Paraffin lamps and cookers

Depends on the purpose you are putting them to :)

If it's a pleasant atmosphere and a bit of heat, oil lamps win hands down.

Add some LEDs for actual illumination and you're sorted :D

Pete
Now LEDs weren't thought of, in the time about which I'm reminiscing, and trying to read by oil lights was a prime source of eye-failure.

Any pleasant atmosphere, engendered by the gentle illumination of oil lamps, will soon be dissipated by any LED light.
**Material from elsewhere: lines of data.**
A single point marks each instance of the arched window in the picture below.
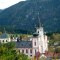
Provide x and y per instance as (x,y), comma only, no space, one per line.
(3,40)
(6,40)
(26,50)
(38,31)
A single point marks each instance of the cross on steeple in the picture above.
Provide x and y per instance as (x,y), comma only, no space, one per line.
(39,22)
Still everyone to their taste - I'm only an enthusiast for LEDs for screens and head-torches - my halogens account for <6% of my daily use and any cut by using LEDs would be more than offset by the morgue-like illumination they produce.
 
any cut by using LEDs would be more than offset by the morgue-like illumination they produce.
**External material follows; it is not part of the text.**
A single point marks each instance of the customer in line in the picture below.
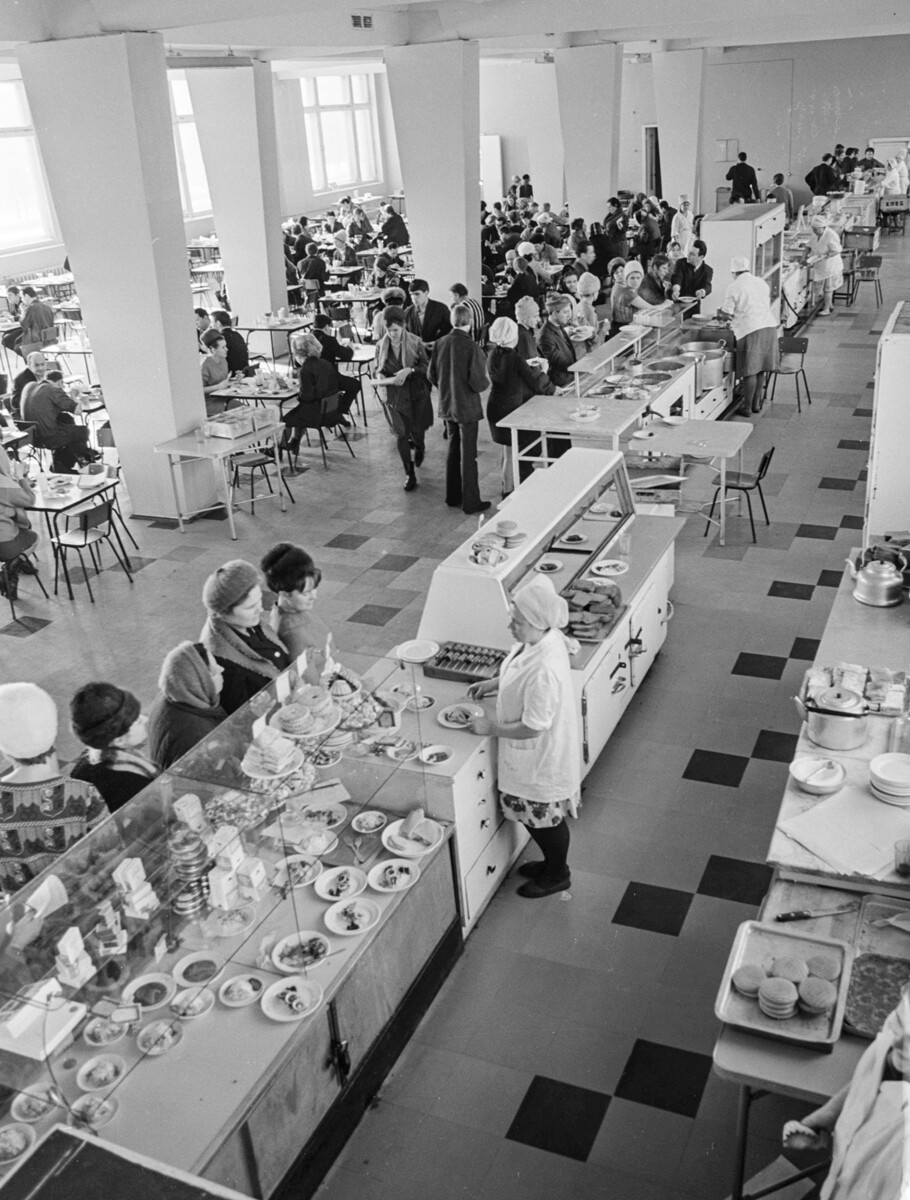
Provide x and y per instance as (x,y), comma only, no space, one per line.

Not if you use the right ones. That's why I specifically said "warm white". I have cool white ones over the chart table and galley and the difference is substantial.

Pete
 
Not if you use the right ones. That's why I specifically said "warm white". I have cool white ones over the chart table and galley and the difference is substantial.

Pete

But it's still a matter of preference. I prefer the cold white ones - they seem brighter to me. And I am given to understand that they are nearer daylight colour than the warm white ones.
 
Of the soot that Avocet's parafin lamp produces, quite a bit of it doesn't get into my lungs - it's on the bottom of the heat shield over the lamp!
 
But it's still a matter of preference. I prefer the cold white ones - they seem brighter to me. And I am given to understand that they are nearer daylight colour than the warm white ones.

But Charles thinks they're "morgue like" :)

Both of your points are correct:

Cool white are brighter than warm white, which is why they're preferred in white nav lights and why I have them over the chart table and galley for task lighting. (You have to use warm if you're going to use white LEDs in sidelights, though, otherwise the colours come out wrong.)

They are nearer to daylight - but they're never going to be as bright as real daylight. And most people's brains are programmed to see low-intensity at daylightish frequencies as "cold" and unfriendly - perhaps it's like a dim winter twilight sun? Whereas frequencies closer to fires, tungsten filaments, etc are acceptable even if not so bright, because that's what we're used to indoors.